Kaepernick can do all that and more. 

Blessed with a rocket for an arm and a 4.53-second 40-yard dash time, Kaepernick can make defenses pay every single play. 

On plays when Smith would take a sack rather than try to force a pass into coverage, Kaepernick can avoid the pressure and either run the ball for a big gain or make a huge play downfield to one of the 49ers many talented receivers.

One of the things I was worried about before the season began with this young quarterback is that we didn't know whether or not he would be as careful with the football as Smith—who has been one of the best in the NFL since the beginning of 2011.

So far, Kaepernick has proven to me that he's capable of playing with the same kind of care and precision Smith has showed, but his upside is so much higher than Smith's. 

Sure, he needs to work on his touch. Sure, he is raw. But there isn't a throw he can't make, and the 49ers offense is significantly more dynamic with him behind center. 

Case in point: Vernon Davis. 

Davis hasn't been as involved in the passing game as I'm sure he'd like, and I know I'd like, for the better part of a month. He hasn't caught a touchdown pass since Week 3.

In his first career start, Kaepernick found Davis four times in the first quarter, including a three-yard touchdown pass. Kaepernick trusts his arm more than Smith does, and he's firing the ball into tighter spots than Smith feels comfortable doing. 

He's making the same checks at the line of scrimmage that we've seen from Smith the past couple of years, too.
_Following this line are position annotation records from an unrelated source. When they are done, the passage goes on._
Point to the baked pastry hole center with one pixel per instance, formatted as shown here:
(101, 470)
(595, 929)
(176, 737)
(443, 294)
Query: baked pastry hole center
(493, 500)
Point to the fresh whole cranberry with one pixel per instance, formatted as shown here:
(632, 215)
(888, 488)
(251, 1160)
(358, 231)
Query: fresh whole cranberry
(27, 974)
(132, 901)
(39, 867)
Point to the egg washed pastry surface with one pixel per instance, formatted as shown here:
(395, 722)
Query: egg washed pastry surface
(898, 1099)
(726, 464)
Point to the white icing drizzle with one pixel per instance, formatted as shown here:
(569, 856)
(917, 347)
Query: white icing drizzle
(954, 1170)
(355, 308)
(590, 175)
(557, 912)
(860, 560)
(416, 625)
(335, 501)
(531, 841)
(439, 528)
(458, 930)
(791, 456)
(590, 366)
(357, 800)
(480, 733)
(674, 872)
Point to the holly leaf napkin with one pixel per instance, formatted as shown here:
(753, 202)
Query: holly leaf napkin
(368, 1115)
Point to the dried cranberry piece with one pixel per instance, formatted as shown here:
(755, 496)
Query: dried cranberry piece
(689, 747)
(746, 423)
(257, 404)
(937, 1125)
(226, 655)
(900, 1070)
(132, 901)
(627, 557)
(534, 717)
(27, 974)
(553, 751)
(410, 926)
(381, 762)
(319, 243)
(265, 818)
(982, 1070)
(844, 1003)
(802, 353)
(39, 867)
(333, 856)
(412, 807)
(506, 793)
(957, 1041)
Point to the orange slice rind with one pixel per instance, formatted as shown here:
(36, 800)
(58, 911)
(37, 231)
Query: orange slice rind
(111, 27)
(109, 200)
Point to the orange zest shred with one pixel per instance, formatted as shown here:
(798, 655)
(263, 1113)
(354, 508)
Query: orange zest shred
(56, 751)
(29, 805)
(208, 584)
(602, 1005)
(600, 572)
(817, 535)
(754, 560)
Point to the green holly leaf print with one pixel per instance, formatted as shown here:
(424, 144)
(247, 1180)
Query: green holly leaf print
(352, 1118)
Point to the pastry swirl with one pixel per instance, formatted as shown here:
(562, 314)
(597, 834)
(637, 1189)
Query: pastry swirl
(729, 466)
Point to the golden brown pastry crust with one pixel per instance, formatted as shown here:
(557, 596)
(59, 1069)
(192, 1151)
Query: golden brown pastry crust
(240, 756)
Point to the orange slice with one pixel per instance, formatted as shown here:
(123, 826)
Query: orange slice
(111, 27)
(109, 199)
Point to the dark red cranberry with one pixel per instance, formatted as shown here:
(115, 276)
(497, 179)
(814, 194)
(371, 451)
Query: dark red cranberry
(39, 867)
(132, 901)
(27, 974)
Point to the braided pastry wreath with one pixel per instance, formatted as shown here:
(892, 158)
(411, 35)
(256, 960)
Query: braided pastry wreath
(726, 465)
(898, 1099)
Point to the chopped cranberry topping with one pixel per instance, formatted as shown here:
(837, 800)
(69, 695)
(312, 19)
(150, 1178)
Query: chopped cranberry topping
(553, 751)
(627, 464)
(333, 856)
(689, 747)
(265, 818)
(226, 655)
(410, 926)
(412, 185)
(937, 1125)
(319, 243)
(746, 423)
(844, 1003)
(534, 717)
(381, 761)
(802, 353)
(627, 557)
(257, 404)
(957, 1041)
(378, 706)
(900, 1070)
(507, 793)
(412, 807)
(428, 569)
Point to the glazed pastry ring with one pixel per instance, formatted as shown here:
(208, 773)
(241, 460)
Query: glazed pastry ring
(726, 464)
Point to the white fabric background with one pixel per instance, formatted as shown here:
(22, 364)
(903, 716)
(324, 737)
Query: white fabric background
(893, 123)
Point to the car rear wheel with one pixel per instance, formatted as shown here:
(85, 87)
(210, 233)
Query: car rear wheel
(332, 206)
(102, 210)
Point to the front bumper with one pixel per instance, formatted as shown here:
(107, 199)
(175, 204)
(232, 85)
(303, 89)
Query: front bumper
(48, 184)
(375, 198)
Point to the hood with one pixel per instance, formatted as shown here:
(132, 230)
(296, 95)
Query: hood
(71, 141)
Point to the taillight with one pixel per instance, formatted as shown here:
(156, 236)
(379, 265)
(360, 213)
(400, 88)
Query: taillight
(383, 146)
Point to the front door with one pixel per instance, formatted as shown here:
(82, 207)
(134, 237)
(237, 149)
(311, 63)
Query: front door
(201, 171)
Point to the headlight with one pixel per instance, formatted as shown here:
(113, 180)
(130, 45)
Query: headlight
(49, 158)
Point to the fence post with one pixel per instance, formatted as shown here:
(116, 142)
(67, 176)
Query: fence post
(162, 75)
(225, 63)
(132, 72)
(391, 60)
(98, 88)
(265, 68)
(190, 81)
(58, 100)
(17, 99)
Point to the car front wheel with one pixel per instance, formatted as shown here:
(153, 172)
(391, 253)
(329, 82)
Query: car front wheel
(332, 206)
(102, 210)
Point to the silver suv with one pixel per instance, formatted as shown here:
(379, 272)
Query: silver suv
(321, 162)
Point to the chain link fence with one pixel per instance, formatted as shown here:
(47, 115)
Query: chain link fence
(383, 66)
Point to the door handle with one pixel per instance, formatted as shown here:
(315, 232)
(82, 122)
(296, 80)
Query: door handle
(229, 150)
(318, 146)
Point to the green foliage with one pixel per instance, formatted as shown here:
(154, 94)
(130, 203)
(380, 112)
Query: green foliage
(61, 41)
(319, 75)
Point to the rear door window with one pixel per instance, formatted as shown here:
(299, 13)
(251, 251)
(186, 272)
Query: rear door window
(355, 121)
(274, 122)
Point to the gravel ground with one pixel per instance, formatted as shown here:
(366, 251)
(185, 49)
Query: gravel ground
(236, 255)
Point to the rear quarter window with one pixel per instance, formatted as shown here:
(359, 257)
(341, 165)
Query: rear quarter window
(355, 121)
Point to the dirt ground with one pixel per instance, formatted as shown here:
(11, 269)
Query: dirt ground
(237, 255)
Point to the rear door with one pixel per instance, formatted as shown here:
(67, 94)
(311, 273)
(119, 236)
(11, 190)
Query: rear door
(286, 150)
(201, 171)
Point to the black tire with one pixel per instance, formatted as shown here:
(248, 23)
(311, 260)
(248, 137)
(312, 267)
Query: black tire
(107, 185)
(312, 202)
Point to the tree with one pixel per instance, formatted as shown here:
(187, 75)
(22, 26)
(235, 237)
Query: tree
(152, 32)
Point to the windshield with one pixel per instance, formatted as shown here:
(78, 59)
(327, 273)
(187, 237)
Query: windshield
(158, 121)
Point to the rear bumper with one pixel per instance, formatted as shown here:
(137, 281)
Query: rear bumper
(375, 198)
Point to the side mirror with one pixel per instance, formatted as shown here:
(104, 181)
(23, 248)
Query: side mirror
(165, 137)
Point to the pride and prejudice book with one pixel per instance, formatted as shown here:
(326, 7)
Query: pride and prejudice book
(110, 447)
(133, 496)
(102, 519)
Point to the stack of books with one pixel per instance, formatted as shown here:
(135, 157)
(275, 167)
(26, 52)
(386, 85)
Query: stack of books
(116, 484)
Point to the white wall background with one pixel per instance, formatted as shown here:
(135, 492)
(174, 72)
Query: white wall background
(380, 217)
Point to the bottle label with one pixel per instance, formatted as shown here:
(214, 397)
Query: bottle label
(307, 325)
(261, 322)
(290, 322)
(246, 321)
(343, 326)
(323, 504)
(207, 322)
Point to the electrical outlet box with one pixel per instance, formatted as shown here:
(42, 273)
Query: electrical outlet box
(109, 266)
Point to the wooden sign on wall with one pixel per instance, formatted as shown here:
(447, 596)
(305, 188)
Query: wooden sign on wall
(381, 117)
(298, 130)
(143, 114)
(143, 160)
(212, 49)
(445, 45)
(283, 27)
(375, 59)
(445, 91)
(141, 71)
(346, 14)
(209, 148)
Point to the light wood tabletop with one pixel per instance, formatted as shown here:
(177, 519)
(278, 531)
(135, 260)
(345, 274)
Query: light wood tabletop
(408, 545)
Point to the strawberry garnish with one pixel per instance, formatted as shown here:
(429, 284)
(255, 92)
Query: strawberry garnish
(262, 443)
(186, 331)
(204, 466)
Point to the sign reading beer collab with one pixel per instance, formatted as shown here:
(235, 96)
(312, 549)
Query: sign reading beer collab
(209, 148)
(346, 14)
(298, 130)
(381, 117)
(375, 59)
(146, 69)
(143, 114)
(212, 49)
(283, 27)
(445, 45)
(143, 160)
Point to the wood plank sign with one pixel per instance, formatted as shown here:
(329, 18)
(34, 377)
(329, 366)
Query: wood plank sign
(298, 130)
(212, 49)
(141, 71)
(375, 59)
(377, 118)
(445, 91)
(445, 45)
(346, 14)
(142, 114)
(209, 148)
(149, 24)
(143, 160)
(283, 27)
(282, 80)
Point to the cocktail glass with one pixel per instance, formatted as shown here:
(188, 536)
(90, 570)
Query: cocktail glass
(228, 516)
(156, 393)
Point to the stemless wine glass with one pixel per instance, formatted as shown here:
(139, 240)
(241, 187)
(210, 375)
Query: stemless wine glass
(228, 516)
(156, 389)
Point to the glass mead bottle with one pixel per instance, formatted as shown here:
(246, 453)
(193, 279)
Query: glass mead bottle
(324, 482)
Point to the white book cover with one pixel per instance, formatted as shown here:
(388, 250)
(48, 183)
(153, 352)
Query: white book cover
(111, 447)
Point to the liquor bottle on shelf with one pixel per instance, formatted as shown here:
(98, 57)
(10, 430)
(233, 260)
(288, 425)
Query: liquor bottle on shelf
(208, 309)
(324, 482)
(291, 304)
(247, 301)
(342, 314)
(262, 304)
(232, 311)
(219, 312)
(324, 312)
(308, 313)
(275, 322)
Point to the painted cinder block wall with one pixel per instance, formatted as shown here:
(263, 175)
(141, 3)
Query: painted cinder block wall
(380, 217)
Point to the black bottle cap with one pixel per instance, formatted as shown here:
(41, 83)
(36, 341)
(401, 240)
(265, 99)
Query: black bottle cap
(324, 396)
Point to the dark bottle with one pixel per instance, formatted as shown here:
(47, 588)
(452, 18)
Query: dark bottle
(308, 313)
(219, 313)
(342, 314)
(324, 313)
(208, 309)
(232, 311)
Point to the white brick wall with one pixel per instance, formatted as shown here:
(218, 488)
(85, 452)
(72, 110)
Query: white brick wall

One play in particular that stands out to me from this game came in the first quarter: Kaepernick saw Randy Moss on an island on the left side of the field, changed the play and threw it right on the money for a first down. 

As of this moment, with 12:40 remaining in the second half on Monday Night Football against the Chicago Bears, Kaepernick has hit on 9-of-11 passes for 158 yards with one touchdown and zero interceptions.

Against. The. Bears.

Yes, Smith has been a winning quarterback since Harbaugh joined the franchise, but Kaepernick has what it takes to make the 49ers offense into one of the most feared units in the NFL.